GRIP: A Graph-Based Reasoning Instruction Producer
Abstract
Large-scale, high-quality data is essential for advancing the reasoning capabilities of large language models (LLMs). As publicly available Internet data becomes increasingly scarce, synthetic data has emerged as a crucial research direction. However, existing data synthesis methods often suffer from limited scalability, insufficient sample diversity, and a tendency to overfit to seed data, which constrains their practical utility. In this paper, we present GRIP, a Graph-based Reasoning Instruction Producer that efficiently synthesizes high-quality and diverse reasoning instructions. GRIP constructs a knowledge graph by extracting high-level concepts from seed data, and uniquely leverages both explicit and implicit relationships within the graph to drive large-scale and diverse instruction data synthesis, while employing open-source multi-model supervision to ensure data quality. We apply GRIP to the critical and challenging domain of mathematical reasoning.
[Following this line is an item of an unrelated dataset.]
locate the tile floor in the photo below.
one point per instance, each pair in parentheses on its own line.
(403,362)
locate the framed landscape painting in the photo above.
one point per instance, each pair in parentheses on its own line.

Starting from a seed set of 7.5K math reasoning samples, we construct GRIP-MATH, a dataset containing 2.1 million synthesized question-answer pairs. Compared to similar synthetic data methods, GRIP achieves greater scalability and diversity while also significantly reducing costs. On mathematical reasoning benchmarks, models trained with GRIP-MATH demonstrate substantial improvements over their base models and significantly outperform previous data synthesis methods.